Your child’s hemophilia treatment may include:

  • Factor replacement therapy. Special concentrates of factor VIII (8) and factor IX (9) protein are available for Hemophilia A or Hemophilia B, respectively. The factor concentrates are administered by infusion (injections into a vein) and allow us to replace the missing or low clotting factor. We use these infusions of factor concentrate to both prevent and treat bleeding and promote healing. Patients will often receive Factor replacement therapy prior to (and sometimes after) surgery or procedures such as dental work. Individuals with severe hemophilia A or B receive regularly scheduled home infusions of factor concentrates, called prophylaxis, to help prevent frequent bleeding symptoms.
  • Desmopressin, a synthetic hormone known as DDAVP that your child may receive if he has mild hemophilia A. This can be administered as a nasal spray, Stimate®, or by infusion into the vein like factor concentrate.
  • Antifibrinolytic agents. Oral medicines such as aminocaproic acid and tranexamic acid can be used to help make clots more stable. These medications may be particularly helpful for managing bloody noses (epistaxis), heavy menstrual bleeding, and after dental procedures for patients with bleeding disorders. They may be used alone or together with DDAVP or factor replacement therapy.
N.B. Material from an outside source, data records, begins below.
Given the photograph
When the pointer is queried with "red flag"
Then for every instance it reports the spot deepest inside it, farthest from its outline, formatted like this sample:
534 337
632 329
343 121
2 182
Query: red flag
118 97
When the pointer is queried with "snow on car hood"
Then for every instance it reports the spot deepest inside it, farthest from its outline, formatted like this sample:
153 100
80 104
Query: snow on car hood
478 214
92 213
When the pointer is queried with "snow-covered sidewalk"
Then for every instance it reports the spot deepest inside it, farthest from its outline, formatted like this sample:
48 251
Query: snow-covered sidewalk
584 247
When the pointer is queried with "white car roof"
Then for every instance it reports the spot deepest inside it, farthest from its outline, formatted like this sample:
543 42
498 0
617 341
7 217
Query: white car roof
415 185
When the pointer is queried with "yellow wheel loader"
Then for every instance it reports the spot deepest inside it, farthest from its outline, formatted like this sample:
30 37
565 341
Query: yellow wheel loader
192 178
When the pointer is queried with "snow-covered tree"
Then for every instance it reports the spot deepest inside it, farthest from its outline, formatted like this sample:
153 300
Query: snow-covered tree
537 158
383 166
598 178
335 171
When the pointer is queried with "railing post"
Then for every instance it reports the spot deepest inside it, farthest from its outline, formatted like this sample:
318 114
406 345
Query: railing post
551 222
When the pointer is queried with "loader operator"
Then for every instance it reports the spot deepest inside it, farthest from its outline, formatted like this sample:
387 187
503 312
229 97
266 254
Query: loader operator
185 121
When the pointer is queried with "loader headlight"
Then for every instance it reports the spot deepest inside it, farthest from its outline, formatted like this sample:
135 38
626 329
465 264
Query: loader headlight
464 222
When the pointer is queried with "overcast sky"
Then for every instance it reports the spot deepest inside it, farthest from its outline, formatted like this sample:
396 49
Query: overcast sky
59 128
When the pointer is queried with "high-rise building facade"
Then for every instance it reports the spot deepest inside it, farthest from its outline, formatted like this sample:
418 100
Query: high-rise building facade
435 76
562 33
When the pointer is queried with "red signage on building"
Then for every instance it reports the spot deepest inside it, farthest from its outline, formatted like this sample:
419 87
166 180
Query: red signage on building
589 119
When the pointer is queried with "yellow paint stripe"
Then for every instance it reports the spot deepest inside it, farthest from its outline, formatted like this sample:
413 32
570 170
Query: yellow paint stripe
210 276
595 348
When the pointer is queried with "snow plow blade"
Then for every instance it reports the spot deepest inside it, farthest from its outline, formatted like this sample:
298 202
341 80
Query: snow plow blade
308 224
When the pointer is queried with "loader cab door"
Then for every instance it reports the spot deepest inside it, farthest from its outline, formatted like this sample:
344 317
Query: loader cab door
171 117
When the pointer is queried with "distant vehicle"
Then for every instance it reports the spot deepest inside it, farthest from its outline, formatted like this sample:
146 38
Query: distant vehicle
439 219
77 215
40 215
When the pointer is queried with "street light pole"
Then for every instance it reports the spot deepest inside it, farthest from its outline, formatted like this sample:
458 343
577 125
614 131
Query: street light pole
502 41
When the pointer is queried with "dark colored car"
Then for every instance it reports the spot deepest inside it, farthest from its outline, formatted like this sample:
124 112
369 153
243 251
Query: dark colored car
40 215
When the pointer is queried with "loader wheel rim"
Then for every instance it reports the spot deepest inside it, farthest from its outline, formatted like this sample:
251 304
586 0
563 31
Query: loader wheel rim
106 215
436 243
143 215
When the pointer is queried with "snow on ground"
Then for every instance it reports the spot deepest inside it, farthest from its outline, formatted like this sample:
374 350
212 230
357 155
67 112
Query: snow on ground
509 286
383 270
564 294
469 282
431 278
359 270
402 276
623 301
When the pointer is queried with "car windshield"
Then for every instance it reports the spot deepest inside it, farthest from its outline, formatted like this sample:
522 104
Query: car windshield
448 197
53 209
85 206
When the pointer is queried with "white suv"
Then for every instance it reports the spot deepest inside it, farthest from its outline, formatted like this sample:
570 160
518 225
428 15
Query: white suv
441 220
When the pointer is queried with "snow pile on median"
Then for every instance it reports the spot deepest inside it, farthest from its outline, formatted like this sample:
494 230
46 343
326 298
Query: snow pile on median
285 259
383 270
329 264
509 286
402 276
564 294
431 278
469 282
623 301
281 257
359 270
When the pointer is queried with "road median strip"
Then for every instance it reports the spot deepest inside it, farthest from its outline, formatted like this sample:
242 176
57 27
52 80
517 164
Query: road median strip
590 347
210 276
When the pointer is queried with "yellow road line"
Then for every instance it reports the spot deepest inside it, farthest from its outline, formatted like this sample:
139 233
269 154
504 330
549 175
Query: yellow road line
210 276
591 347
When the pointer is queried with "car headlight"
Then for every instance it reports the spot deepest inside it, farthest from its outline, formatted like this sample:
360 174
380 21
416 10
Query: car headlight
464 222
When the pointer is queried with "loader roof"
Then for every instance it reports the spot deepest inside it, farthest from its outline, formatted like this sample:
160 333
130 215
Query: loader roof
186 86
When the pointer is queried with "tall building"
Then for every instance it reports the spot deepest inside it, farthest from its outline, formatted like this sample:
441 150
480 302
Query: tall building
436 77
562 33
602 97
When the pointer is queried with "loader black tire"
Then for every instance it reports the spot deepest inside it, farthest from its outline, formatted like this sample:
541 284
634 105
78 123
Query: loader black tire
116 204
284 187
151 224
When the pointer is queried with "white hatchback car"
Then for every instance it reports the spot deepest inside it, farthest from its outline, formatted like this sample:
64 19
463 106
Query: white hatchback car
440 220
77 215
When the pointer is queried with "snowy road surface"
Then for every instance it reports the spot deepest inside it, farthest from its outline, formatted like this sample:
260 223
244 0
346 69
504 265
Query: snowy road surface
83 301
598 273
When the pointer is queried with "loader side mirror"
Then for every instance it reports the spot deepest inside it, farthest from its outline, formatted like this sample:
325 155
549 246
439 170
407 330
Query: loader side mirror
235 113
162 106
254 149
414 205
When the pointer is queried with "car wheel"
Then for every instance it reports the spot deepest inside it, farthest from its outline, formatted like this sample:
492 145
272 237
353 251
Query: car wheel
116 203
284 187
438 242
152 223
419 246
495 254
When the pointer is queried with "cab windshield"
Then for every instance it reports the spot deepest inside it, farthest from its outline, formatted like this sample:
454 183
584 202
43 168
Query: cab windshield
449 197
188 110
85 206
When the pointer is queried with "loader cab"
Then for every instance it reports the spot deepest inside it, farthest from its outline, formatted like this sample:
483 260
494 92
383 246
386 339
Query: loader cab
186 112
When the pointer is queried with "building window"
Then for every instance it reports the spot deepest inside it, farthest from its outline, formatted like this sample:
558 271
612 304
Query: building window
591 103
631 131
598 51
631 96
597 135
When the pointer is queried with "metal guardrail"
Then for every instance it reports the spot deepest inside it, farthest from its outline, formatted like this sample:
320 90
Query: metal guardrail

During the course of treating your child’s hemophilia, your child’s doctor will likely recommend several preventative measures including:

  • Giving routine immunizations subcutaneously (under the skin) rather than in the muscle to prevent deep muscle bleeds. This is important for your pediatrician to know.
  • Avoiding aspirin and ibuprofen (NSAIDs), as well as products containing them. These medications can affect platelet function and may increase bleeding symptoms in persons with hemophilia.
  • Routine (yearly) evaluations at a Comprehensive Hemophilia Treatment Center to ensure screenings, such as assessment of joint and muscle health by a physical therapist, and up-to-date bleeding management plans are in place.

Your child is an individual, and your hemophilia team will take many factors into account to ensure the best treatment and follow-up plan for your child including:

  • Your child’s age, overall health and medical history
  • The severity of the disease
  • Your child’s tolerance for certain medications, procedures or therapies
  • How your child’s doctors expect the disease to progress
  • Your opinion and preferences

What is the latest research on hemophilia?

What is the long-term outlook for hemophilia?Hemophilia is a lifelong condition, but the quality of life for patients with hemophilia is better now than ever before due to access to factor replacement therapy and comprehensive specialized hemophilia care. Today, children with hemophilia of all severity levels have regular attendance at school, and participate in school and community activities and many types of sports. Children with hemophilia need regular medical follow-up and preventative health screenings. Your child’s pediatrician should give routine immunizations subcutaneously (under the skin) to prevent deep muscle bleeds. Your child should avoid aspirin and ibuprofen (NSAIDS), as well as products containing them, since they have been linked to bleeding problems.